If the hon. gentleman
wishes to ask questions,' I shall be only too glad to answer them, but I am not going to permit the hon. gentleman or any other hon. gentleman to put words into my mouth. I reserve that right to myself.
I want to go just a little further before I leave the remarks made this afternoon by the Prime Minister. In describing the amendment this afternoon, the Prime Minister, from his words, would indicate that he considered it a protectionist amendment. He cited case after case to show that there was nothing in the amendment to lead one to believe that there would be any reduction in the tariff. Evidently, he is of opinion that it is a protectionist document. A couple of days ago, when the Minister of Marine and Fisheries (Mr. Ballantyne) was speaking in this House, he viewed the amendment with alarm; he claimed that it would put our industries out of business. It would be very wise for the Prime Minister and his colleagues to get together before they start contradicting one another on the floor of the House.

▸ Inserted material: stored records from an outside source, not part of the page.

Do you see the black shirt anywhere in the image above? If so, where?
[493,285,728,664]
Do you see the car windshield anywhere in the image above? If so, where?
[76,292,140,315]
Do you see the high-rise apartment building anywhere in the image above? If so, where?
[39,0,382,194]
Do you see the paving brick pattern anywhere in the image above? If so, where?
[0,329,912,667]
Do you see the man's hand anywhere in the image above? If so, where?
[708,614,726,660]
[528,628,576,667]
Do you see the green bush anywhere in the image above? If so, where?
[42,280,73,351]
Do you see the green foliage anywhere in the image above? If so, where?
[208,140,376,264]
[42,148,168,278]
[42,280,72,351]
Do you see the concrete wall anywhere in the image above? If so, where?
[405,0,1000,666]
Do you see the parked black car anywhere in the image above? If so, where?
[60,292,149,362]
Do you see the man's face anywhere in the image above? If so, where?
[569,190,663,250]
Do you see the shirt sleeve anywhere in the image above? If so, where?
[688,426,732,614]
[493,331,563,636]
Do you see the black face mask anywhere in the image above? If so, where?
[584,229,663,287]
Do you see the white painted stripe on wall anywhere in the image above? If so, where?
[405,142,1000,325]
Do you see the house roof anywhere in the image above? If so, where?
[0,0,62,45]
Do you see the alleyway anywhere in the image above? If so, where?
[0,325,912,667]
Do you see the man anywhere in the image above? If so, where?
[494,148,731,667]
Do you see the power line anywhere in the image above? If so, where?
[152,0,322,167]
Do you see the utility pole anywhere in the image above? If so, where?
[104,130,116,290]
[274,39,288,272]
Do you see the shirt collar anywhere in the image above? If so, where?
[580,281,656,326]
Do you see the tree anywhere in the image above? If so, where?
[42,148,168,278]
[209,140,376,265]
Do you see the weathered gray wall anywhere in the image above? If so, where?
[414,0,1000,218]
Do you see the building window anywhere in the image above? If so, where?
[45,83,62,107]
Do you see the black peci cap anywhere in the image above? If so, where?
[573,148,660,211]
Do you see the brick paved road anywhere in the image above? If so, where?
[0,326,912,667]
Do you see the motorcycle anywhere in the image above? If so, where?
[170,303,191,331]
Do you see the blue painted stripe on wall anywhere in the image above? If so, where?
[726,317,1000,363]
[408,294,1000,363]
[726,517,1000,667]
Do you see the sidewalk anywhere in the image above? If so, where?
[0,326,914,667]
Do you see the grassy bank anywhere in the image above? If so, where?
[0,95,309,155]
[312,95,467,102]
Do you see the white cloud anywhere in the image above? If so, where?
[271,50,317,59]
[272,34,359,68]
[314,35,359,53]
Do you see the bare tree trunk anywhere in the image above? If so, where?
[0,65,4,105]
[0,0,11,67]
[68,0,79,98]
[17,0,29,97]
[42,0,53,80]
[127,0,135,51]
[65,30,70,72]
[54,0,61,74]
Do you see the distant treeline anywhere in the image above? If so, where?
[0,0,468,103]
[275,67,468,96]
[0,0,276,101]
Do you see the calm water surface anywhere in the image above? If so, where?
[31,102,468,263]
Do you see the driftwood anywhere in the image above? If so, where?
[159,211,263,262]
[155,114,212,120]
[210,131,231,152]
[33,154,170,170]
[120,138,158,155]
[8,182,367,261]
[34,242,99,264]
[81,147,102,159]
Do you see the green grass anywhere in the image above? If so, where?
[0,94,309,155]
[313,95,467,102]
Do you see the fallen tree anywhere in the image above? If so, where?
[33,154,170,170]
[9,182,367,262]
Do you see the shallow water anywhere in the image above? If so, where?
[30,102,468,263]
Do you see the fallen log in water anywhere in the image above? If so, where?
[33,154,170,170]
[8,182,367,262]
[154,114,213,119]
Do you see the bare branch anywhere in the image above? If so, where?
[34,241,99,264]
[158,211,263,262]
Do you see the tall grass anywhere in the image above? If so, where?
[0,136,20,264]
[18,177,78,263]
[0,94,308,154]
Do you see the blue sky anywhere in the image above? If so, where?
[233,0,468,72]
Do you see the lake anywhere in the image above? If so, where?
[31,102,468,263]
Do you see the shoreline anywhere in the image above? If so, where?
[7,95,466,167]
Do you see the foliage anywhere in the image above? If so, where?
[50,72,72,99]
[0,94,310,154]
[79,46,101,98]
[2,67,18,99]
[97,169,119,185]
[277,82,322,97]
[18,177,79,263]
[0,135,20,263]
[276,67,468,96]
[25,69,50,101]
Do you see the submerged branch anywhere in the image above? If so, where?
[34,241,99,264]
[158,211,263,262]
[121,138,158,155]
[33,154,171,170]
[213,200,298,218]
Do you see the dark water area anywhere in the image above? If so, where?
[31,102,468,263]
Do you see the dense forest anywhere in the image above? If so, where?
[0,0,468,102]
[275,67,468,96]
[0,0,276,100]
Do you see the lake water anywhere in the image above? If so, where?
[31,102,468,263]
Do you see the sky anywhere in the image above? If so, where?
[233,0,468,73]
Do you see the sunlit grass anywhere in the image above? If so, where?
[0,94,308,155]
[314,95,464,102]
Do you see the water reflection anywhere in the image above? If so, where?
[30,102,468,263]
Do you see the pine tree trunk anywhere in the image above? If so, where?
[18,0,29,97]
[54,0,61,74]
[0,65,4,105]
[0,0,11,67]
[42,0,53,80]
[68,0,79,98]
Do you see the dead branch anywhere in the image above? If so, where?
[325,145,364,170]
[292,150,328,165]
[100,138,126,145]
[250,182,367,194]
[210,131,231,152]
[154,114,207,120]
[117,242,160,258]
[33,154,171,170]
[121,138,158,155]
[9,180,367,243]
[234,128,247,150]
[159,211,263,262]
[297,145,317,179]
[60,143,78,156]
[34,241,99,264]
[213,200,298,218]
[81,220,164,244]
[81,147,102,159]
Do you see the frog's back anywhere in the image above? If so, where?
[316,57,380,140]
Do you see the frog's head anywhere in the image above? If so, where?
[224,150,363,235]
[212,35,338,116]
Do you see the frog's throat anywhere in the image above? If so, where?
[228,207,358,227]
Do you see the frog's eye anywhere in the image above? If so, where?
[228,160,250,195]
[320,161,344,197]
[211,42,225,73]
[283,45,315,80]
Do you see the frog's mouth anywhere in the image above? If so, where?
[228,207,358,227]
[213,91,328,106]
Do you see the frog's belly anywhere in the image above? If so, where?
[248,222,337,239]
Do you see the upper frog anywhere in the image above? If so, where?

The Prime Minister also gave us another illustration this afternoon in connection with cream separators. He dealt with this particular matter when he was on his tour of Western Canada, and I remember very well, in listening to him at one of the meetings, when he took up the question of cream separators, that he took his favourite pose, he turned to the chairman and he said, "Cream separators, Mr. chairman," as though the name "cream separators," or the manufacture of them, Was a joke. Speaking in this House on the Address in reply to the speech from His Excellency, the Minister of Militia and Defence (Mr. Guthrie) undertook to talk about cream separators. He was holding forth on a tirade against the United Grain Growers for purchasing their machinery requirements largely in the United States. Amongst other things he illustrated the cream separator industry. He was holding the United Grain Growers up as buying from the United States articles which they could secure in this country. The Prime Minister, in his western tour, told the people of that section of Canada that practically no cream separators were manufactured in this country. As he said, even the United Grain Growers had to go to the United States to secure cream separators. The Prime Minister wanted to leave the impression in the West that, because .[DOT]ream separators were on the free list, no cream separators were manufactured in Canada. The Minister of Militia and Defence undertook to prove to the House that there was an abundance of them manufactured in Canada, and he scored the
Farmers' organization for not purchasing Canadian made goods when it was possible for them to do so. That is another illustration why they should get together. We want to look into this matter a little further in order to see what there really was in the statement of the Prime Minister in the West, when the most that he would admit was that there were a few assembling plants in Canada. In 1910, we had four establishments manufacturing cream separators, and the value of their output in that year was $639,656. In 1919, nine years later, we had seven cream separator plants working in Canada, and the value of their output had increased from $639,656 to $2,030,093. That does not look as though the cream separator business had been hurt very much in Canada because cream separators were on the free list. This is another case in which it would be wise for the Prime Minister to inform himself.